As Tomlinson walked the streets of St Andrew West Rural, our news team watched as she engaged with an elderly resident, Miss Black, like a respectful granddaughter. She listened attentively. Her eyes never left the elderly woman’s face.

It was unclear whether the woman would be supporting Tomlinson, but she later told The Sunday Gleaner: “She listened to every word I said, and talked back with so much respect.”

Throughout the afternoon, she would speak with mothers like their daughter, to young men and women like a sister, and to others like a friend. She engaged them effortlessly in several districts, pounding the pavement and walking through dirt tracks and crooked pathways to share her vision and listen to the concerns of constituents.

Running a campaign during the COVID-19 pandemic, she said, has not been all bad.

“I see more benefits than I see disadvantages. It’s a lot more small groups, face-to-face, one-on-one or five-on-five conversations that allow you to spend more time with people versus a big, mass gathering, where you have one message for everybody and hope that somebody pick out something,” Tomlinson said. “You can have a conversation with five persons here and there ... . It takes more time, but thankfully, more people are likely to be home.”

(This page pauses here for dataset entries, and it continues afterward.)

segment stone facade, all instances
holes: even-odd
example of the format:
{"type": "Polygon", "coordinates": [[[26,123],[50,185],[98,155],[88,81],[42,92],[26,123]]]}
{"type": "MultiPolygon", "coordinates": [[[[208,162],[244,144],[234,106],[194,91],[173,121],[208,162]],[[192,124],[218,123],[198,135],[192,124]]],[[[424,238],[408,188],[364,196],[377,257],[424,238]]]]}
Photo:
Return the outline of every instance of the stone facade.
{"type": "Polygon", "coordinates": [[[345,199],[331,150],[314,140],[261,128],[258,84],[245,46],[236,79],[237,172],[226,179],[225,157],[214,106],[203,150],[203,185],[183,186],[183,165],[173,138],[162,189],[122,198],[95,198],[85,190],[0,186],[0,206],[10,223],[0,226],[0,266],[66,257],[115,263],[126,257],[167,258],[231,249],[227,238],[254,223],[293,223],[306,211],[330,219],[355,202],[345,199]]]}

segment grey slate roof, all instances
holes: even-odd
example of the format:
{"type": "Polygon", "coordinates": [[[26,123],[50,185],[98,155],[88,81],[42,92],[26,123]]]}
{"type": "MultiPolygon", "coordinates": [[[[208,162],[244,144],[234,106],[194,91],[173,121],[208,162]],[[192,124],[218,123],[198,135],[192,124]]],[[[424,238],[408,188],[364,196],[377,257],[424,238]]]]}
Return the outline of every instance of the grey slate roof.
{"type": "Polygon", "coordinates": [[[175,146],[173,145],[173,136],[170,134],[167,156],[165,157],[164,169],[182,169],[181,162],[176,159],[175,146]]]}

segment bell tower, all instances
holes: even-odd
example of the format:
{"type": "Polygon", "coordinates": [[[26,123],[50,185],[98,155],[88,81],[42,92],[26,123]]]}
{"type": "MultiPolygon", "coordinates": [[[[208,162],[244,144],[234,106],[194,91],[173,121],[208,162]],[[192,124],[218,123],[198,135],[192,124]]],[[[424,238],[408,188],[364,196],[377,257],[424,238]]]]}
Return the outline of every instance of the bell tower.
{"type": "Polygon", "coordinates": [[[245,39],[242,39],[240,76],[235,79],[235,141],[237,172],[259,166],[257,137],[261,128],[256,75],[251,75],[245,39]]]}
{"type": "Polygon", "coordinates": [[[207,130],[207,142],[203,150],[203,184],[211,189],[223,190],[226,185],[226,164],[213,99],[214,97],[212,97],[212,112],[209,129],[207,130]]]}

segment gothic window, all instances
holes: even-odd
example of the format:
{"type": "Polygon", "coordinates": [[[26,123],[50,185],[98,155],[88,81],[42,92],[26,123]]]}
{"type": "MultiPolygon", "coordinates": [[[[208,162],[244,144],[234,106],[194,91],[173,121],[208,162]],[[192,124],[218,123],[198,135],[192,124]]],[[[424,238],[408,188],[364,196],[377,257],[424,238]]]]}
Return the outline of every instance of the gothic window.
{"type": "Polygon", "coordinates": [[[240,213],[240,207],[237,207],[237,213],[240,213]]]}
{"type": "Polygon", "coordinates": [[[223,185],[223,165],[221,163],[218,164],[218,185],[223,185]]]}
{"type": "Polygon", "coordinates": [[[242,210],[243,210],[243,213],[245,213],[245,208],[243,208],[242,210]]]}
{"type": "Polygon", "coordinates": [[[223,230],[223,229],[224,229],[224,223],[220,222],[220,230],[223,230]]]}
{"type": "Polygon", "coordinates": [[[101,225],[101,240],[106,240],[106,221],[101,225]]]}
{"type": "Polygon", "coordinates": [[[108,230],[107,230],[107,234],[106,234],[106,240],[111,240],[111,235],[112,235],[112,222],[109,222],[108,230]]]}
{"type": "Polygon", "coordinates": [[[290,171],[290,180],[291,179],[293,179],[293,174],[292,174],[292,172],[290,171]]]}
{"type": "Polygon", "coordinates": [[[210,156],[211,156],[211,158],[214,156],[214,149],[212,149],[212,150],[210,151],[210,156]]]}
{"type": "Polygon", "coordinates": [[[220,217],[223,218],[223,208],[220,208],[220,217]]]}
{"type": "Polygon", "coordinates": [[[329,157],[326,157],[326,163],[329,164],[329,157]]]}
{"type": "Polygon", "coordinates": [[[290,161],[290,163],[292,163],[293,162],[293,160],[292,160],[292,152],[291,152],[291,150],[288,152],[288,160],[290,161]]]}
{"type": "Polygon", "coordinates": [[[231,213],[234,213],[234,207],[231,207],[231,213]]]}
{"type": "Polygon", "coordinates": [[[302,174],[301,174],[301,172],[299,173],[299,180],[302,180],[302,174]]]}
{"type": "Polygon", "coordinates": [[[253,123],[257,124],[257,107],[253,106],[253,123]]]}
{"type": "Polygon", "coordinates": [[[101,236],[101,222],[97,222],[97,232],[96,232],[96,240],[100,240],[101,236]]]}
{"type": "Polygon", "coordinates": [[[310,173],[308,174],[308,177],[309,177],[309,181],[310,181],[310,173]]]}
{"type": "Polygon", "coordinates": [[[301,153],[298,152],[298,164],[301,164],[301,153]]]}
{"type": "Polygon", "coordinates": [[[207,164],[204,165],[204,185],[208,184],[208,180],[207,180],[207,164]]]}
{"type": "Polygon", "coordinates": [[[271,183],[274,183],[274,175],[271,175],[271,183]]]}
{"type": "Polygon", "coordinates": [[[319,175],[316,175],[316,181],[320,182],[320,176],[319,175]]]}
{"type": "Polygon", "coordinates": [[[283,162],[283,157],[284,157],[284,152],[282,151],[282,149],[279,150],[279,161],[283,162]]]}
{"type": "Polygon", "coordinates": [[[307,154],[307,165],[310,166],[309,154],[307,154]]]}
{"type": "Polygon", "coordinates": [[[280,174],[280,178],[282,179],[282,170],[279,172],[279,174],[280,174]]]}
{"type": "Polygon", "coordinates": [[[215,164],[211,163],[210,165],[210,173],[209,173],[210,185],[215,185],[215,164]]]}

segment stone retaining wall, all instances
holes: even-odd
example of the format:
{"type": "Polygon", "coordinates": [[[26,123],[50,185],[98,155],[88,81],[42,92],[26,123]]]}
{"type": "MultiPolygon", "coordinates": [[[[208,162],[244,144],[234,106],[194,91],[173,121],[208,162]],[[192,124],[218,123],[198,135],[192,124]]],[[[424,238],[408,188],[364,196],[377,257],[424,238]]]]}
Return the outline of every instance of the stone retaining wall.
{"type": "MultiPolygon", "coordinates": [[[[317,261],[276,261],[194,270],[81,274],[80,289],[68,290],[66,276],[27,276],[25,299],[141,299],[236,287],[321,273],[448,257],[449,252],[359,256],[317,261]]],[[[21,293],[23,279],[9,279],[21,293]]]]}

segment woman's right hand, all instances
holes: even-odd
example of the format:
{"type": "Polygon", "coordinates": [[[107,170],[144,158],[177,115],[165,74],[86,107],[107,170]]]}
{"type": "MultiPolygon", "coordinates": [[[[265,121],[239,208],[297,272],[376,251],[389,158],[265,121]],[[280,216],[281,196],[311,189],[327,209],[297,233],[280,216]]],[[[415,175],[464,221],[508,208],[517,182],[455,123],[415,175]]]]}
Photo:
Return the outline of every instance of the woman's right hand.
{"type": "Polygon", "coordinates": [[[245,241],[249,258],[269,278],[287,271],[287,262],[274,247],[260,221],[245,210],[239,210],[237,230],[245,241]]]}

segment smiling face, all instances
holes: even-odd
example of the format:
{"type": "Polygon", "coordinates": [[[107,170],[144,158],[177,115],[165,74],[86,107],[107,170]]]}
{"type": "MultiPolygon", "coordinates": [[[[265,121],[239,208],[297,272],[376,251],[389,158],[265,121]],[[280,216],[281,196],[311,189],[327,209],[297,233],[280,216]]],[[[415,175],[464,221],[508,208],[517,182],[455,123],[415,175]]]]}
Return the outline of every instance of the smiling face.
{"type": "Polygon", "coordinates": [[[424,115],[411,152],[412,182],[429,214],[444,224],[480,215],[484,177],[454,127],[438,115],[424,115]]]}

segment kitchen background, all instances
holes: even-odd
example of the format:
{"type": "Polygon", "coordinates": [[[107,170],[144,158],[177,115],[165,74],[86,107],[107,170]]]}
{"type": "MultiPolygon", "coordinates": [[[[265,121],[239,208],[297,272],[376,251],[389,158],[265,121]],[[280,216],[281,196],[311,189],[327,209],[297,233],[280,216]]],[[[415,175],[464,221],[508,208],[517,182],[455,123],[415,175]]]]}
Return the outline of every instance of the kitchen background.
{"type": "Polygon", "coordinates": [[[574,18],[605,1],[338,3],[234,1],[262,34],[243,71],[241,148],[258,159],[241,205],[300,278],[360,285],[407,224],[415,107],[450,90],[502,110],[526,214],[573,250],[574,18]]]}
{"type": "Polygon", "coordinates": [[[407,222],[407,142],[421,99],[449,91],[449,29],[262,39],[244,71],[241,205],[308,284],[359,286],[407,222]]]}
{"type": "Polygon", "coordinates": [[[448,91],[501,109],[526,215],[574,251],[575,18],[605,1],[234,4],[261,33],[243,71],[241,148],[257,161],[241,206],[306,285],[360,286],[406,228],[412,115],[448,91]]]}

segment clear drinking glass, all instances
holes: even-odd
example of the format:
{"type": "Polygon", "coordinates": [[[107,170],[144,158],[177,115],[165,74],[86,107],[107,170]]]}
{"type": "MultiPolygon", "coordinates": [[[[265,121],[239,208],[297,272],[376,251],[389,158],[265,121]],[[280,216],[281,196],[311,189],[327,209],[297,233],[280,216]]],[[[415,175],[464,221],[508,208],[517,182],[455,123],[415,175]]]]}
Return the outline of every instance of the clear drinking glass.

An author, communications consultant, entrepreneur, internationally ranked debater and mother to a toddler, Tomlinson is no stranger to the public domain. She is a former host of the syndicated television show Nyammings and is accustomed to occupying the private space of the Jamaican public.

It is a privilege she has not taken for granted and is humbled by the “overwhelmingly positive response” from the constituents.

“We are on the same team. I might run for a different party, but at the end of the day, the goal is to work with you to develop our home,” she told them.

In the last two general elections, constituents have booted the incumbents.

Andrew Gallimore of the Jamaica Labour Party (JLP), who won in 2002 and 2007, was tossed in 2011. In that election, the PNP’s Paul Buchanan polled 7,605 ballots to Gallimore’s 7,433.

One term later, in a huge swing, Buchanan was unseated by the JLP’s Cuthbert Flynn, who secured 9,736 votes to Buchanan’s 7,638 in 2016.

Focused on development

Tomlinson said she is not focused on her rival, but on constituency development, calling herself the “facilitator for progress”.

“I still cannot believe that 30 years after I was born, we still have persons taking up a bucket of water and throwing it on themselves to rinse off. I lived that life – having to wash at the river, to bathe outside, or bathe in bath pan,” she told The Sunday Gleaner. “And I could not imagine that we have so failed our people and our communities that that was still the reality of children in 2020.”

She pointed to improved roads, water and employment opportunities as priority issues for St Andrew West Rural. Adding that the issues have remained the same over several election cycles, Tomlinson said it was full time for them to be remedied.

“These are the issues of the community and they are fully aligned with my priorities for them as well. People need money in their pockets. The secure jobs they had six months ago do not exist in the same fashion. Access to the Internet is also something we want to make right in the constituency,” she said.

The problems affecting the coffee sector, the main economic earner in the farming-dependent area, are not lost on her.

The PNPYO president is also keen on finding a way to facilitate older residents passing on valuable skills they have garnered over the years to the youth.

“I believe I have a 100 per cent chance of victory,” she said confidently.

Tomlinson will feature in the first of three political debates for candidates in the general election.